2. No one shall be required to perform forced or compulsory labour.
3. For the purpose of this Article the term 'forced or compulsory labour' shall not include
- (a) any work required to be done in the ordinary course of detention imposed according to the provisions of Article 5 of the Convention or during conditional release from such detention;
(b) any service of a military character or, in the case of conscientious objectors in countries where they are recognised, service exacted instead of compulsory military service;
(c) any service exacted in case of an emergency or calamity threatening the life or well-being of the community;
(d) any work or service which forms part of normal civic obligations.
Although the right is absolute, not all forced labour will be considered to fall within Article 4, and paragraph (3) of the Article sets out a number of matters which will NOT be considered ‘forced or compulsory labour’. So military service, or community service as part of a sentence lawfully imposed by the Court will not be considered to fall within Article 4. Attempts have been made to argue that a requirement to do voluntary work as part of your professional training, a requirement to do work based training as a condition of entitlement to unemployment benefits, or a requirement to do jury service breached Article 4. The European Court of Human Rights rejected all such arguments.

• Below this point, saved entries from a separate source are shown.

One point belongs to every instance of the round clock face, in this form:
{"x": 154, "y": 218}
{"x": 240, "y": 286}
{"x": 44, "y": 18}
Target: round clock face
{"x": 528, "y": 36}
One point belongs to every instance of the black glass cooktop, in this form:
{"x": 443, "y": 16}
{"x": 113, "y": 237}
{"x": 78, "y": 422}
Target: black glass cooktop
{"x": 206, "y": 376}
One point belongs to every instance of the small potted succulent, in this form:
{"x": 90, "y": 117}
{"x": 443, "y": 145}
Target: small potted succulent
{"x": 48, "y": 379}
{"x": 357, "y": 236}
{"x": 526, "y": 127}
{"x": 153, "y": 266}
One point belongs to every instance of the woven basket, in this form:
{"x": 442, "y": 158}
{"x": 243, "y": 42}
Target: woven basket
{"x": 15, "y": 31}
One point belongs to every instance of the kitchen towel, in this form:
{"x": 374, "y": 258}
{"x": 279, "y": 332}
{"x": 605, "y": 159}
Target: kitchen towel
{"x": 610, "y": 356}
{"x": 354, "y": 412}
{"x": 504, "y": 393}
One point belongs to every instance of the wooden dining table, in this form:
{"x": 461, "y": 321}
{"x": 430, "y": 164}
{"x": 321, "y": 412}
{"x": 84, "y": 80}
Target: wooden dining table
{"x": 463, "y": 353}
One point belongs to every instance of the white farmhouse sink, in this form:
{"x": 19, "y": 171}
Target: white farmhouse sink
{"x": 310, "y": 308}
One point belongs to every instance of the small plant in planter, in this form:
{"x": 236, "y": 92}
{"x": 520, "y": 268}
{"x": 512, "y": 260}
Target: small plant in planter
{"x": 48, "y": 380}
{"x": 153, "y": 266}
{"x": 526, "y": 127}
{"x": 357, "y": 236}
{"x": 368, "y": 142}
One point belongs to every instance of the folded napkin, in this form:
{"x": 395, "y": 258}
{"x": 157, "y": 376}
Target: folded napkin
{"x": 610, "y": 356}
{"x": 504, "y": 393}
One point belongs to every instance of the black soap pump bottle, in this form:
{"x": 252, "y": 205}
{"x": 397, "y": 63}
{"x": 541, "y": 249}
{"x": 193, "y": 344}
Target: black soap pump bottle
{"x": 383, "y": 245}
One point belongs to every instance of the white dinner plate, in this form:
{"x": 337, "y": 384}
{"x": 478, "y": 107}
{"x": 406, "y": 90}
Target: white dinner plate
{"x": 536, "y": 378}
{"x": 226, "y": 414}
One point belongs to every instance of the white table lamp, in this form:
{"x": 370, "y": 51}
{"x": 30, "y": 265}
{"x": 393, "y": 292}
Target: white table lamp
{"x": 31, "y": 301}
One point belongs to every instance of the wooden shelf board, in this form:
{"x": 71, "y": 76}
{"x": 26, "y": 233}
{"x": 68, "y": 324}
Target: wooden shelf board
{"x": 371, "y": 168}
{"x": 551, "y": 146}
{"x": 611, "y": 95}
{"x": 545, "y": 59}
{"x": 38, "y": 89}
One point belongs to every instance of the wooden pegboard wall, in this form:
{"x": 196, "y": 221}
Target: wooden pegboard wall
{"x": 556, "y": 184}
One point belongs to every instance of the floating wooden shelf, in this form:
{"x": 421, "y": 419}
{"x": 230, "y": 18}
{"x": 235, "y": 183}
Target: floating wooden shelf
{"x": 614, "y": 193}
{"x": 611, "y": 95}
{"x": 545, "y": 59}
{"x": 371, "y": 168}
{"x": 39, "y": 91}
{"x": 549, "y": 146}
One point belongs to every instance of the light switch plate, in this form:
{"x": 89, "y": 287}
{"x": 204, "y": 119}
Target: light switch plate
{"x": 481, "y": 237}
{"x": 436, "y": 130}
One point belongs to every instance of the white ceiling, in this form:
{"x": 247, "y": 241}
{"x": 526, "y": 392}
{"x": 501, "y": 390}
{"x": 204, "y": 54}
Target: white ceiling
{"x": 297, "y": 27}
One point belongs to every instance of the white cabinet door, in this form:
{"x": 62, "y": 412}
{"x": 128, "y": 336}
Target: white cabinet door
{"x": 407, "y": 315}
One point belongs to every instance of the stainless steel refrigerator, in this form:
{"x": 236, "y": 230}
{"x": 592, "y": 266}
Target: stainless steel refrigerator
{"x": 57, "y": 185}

As well as prohibiting the state from subjecting individuals to slavery, servitude, forced or compulsory labour, Article 4 can also impose a positive obligation on states to take steps to protect individuals from being subjected to slavery, servitude, forced or compulsory labour by other private individuals. This includes a duty to investigate allegations of Article 4 breaches, and a requirement to take action to prosecute and punish individuals who subject others to slavery, servitude, forced or compulsory labour. Liberty brought a case against the Metropolitan Police where we argued that they had breached the Article 4 rights of a woman who had been subjected to forced labour by her purported ‘employer’, when they failed to investigate her complaint. The Metropolitan police accepted that they had breached the woman’s Article 4 rights.
In Siliadin v France the ECtHR found that France had breached Article 4 by not having laws that made it a criminal offence to keep individuals in slavery. The Court noted that only criminal law provisions provided an effective deterrent to protect individuals from being subjected to slavery, servitude, forced or compulsory labour. Until very recently there was no law in the UK which specifically outlawed slavery or servitude, but following a campaign by Liberty and Anti-Slavery International the government conceded that such a law was necessary to comply with its obligations under Article 4. It therefore introduced section 71 of the Coroners and Justice Act 2009, which creates the offence of keeping someone in “slavery, servitude and forced or compulsory labour” and carries a maximum penalty of 14 years imprisonment.